The volumetric MRI measurements provide the cortical thickness, volume and shape of hippocampal or voxel-wise tissue probability [1,2,3,4] to measure the brain atrophy; 18-Fluoro-DeoxyGlucose PET imaging (FDG-PET) estimates the glucose hypometabolism in bilateral temporal, temporal, occipital areas or posterior cingulated brain regions [5,6,7]. Furthermore, global cognitive impairment tests are used by clinicians for screening and measuring individuals who are at the risk of AD; or cerebrospinal fluid (CSF) to measure the increase in t-tau, p-tau, or the decrease of amyloid-β, which is a sign of cognitive declination. Therefore, in total 47 features are used to represent each subject at each time point.

3 Models

In this section, we briefly overview the LSTM and GRU models used in our model and then explain our model design using these architectures for classifying the subjects into one of the AD, MCI, or NC categories from longitudinal data.
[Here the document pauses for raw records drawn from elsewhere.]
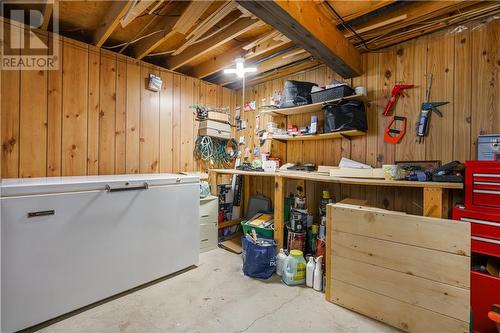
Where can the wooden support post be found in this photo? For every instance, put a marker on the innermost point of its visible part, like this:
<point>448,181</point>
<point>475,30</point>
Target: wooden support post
<point>436,203</point>
<point>212,180</point>
<point>279,203</point>
<point>328,253</point>
<point>246,195</point>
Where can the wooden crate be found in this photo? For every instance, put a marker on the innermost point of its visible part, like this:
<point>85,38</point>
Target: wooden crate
<point>411,272</point>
3.1 Long Short Term Memory Unit (LSTM)

RNNs with internal memory and feedback loop have previously been adopted mostly for processing arbitrary input sequences, like in handwriting recognition, speech recognition, natural language processing, and time series prediction applications. One of the main challenges in applying RNNs to long sequential data is that the gradient of some learnable weights become too small or too large if the network is unfolded for too many time steps. These phenomena are called the exploding and vanishing gradients problem [9]. LSTM was, hence, proposed by Hochreiter et al. for the first time in 1997 to solve the vanishing gradient problem through a gating mechanism [10]. An LSTM has three gates. The first gate determines whether the information should be forgotten or not. The second gate decides about updating the cell state, and the last gate is responsible for the cell output. Since then, several variations of LSTM architecture have been implemented especially with the utilization of Graphics Processing Units (GPUs).
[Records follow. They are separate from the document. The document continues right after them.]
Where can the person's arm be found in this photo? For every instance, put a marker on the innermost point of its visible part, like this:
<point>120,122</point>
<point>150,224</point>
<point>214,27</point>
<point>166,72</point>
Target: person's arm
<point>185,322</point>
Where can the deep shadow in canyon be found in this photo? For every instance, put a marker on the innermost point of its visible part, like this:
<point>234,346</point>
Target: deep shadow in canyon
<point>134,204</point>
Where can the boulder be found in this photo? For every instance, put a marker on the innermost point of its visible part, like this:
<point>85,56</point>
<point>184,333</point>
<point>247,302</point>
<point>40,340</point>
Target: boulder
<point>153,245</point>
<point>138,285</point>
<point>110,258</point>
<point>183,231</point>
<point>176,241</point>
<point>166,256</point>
3.2 Gated Recurrent Unit (GRU)

To adaptively capture dependencies of different time scales in each recurrent unit, Cho et al. [11] introduced a gated recurrent unit (GRU). Similar but not the same as LSTM design, GRU has two gates, a reset gate r, and an update gate z. Intuitively, the reset gate determines how to combine the new input with the previous memory, and the update gate defines how much of the past memory to keep around. Having simpler architecture than LSTM with a smaller number of parameters, GRU provides better results in some applications [12] and is less prone to overfitting, especially in cases that there are not enough training data.

3.3 Our Model

RNN models have achieved popularity due to their power in pattern recognition for the time series and sequential data. While there are plenty of research papers on regression and classification modeling of AD data with well-established and novel machine learning techniques, along with many deep convolutional neural networks for 2D and 3D brain MRI classification, number of research works exploiting RNNs for finding the patterns in the AD longitudinal data sets is limited [13,14,15,16,17,18]. Only a few papers recently adopted them for regression analysis on the clinical medical data [19]. Here, we employ RNN deep learning techniques for the classification of the subjects. All features are normalized by subtracting the mean value of each feature and dividing the result by the standard deviation of that feature in all samples (i.e., using their z-scores), before the analysis. To deal with missing modalities, we simply replace them with zero values. Since our goal is to showcase the usage of RNNs for longitudinal predictive analysis, we leave extensive data imputation experiments for future works. A recent work also models AD progression with RNN models [20]; however our work is different from that in multiple aspects. We use not only MRI features but also PET, Cognitive tests, and genetic features for modeling the disease. We also propose multiple approaches for handling the missing intervals and compare the potential RNN models with each other.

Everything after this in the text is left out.